Both IGF-I and its receptor (IGF-IR) are specifically expressed in various cell types of the endocrine pancreas. IGF-I has long been considered a growth factor for islet cells as it induces DNA synthesis in a glucose-dependent manner, prevents Fas-mediated autoimmune β-cell destruction and delays onset of diabetes in non-obese diabetic (NOD) mice. Islet-specific IGF-I overexpression promotes islet cell regeneration in diabetic mice. However, in the last few years, results from most gene-targeted mice have challenged this view. For instance, combined inactivation of insulin receptor and IGF-IR or IGF-I and IGF-II genes in early embryos results in no defect on islet cell development; islet β-cell-specific inactivation of IGF-IR gene causes no change in β-cell mass; liver- and pancreatic-specific IGF-I gene deficiency (LID and PID mice) suggests that IGF-I exerts an inhibitory effect on islet cell growth albeit indirectly through controlling growth hormone release or expression of Reg family genes. These results need to be evaluated with potential gene redundancy, model limitations, indirect effects and ligand-receptor cross-activations within the insulin/IGF family. Although IGF-I causes islet β-cell proliferation and neogenesis directly, what occur in normal physiology, pathophysiology or during development of an organism might be different. Locally produced and systemic IGF-I does not seem to play a positive role in islet cell growth. Rather, it is probably a negative regulator through controlling growth hormone and insulin release, hyperglycemia, or Reg gene expression. These results complicate the perspective of an IGF-I therapy for β-cell loss.
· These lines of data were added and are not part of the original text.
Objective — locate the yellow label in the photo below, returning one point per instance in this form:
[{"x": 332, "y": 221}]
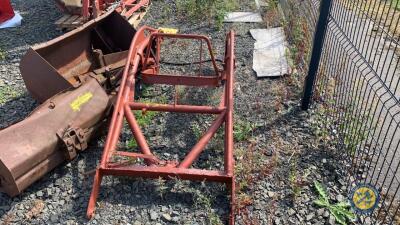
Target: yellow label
[
  {"x": 364, "y": 198},
  {"x": 81, "y": 100},
  {"x": 168, "y": 30}
]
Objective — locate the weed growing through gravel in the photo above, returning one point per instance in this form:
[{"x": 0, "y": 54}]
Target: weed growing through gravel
[
  {"x": 7, "y": 93},
  {"x": 339, "y": 210},
  {"x": 2, "y": 54},
  {"x": 396, "y": 4},
  {"x": 242, "y": 130},
  {"x": 213, "y": 10}
]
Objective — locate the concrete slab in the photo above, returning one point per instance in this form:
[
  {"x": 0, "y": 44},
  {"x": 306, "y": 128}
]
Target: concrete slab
[
  {"x": 269, "y": 56},
  {"x": 243, "y": 17}
]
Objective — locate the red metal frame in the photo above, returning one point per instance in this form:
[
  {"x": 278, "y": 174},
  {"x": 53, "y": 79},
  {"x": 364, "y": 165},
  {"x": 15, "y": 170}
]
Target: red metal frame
[
  {"x": 126, "y": 7},
  {"x": 140, "y": 56},
  {"x": 6, "y": 11}
]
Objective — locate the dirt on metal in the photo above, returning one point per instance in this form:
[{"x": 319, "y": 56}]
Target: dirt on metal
[{"x": 74, "y": 76}]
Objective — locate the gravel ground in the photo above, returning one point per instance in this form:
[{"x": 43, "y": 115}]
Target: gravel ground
[{"x": 278, "y": 142}]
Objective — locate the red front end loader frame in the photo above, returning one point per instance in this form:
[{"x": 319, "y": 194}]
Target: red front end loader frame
[{"x": 143, "y": 63}]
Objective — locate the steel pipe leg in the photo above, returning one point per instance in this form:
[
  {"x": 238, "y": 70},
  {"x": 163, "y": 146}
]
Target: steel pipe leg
[
  {"x": 231, "y": 187},
  {"x": 95, "y": 193}
]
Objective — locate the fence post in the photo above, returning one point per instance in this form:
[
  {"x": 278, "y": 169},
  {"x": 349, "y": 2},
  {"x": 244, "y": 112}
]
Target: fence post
[{"x": 319, "y": 37}]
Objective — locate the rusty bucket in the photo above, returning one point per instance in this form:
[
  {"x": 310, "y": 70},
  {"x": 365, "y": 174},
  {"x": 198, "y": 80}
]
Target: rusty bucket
[
  {"x": 72, "y": 75},
  {"x": 57, "y": 65}
]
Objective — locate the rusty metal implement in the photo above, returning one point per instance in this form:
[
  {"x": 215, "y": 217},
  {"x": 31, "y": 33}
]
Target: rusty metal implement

Reg family proteins Insulin Tissue-specific gene targeting IGF-I receptor Islet β-cells Growth Secretion Apoptosis Overexpression Diabetes. 



This work was supported by a Career Development Award (2–2000–507) from the Juvenile Diabetes Research Foundation International, New York, NY, operating grants (MOP-53206, NMD-83124) from Canadian Institutes of Health Research, John R. & Clara M. Fraser Memorial fund, and the Shanghai Education Commission (China). Research contributions were made by Y. Lu, K. Roberston, Y. Guo, R. Yu, Z. Tang, and Y. Liu of McGill University.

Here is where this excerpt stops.